CityPlace II, an 18-story tower on the corner of Asylum and Trumbull streets, came under a judgment of strict foreclosure earlier this week in Superior Court in Hartford — the last step before a building owner loses title to a property.

If Northland can't pay off its mortgage or secure financing by Jan. 17, it will lose the 294,000-square-foot tower. The only other option to stop the loss of the building would be Northland filing for bankruptcy, commercial real estate experts said.

The ownership of CityPlace II is separate from the larger CityPlace I, even though the two structures are physically connected to each other.

Northland had no comment Thursday.

A year ago, Northland lost Metro Center — the first office building it purchased in downtown Hartford — to foreclosure. In addition to CityPlace II, Northland's Goodwin Square, which includes the long-shuttered Goodwin Hotel, also is in foreclosure.

CityPlace II sank into foreclosure in late 2009, and court documents show a contentious relationship between Northland and LNR Partners, the mortgage servicer pursuing the foreclosure. Northland has accused LNR of refusing to negotiate, linking the foreclosure at CityPlace II to the one at Goodwin, which LNR also is handling.

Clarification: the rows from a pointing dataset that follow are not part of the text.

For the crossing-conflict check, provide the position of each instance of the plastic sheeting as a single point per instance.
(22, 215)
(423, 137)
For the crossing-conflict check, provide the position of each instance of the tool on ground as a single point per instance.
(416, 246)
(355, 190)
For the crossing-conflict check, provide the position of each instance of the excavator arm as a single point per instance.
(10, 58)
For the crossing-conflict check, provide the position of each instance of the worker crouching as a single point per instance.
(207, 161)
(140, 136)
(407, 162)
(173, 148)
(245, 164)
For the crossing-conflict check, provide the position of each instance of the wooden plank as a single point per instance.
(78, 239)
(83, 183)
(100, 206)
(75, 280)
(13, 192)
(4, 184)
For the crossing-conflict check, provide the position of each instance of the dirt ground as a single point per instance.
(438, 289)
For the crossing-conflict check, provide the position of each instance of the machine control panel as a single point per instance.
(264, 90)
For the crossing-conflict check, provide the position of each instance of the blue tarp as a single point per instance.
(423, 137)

Northland also blamed LNR for its failure to secure Bank of America as a major tenant for CityPlace II when the bank moved its corporate offices out of 777 Main Street. Instead, Bank of America inked a deal at CityPlace I.

CityPlace II was constructed in 1989 at a cost of $64 million. It was acquired by Northland in 1999 for $33 million.

Court documents show Northland took out a $25 million mortgage on CityPlace II in November, 2006, and that Northland has not made a payment since June, 2009. Northland now owes $31.7 million on the loan, court documents show.

As of late August, the fair market value of the property assigned by the city of Hartford was $12.8 million. Currently, CityPlace II has an availability rate of 30 percent, on the higher end of towers in the city's central business district. The rate, which includes space tenants are trying to sublease, amounts to 87,450 square feet of vacant or available space.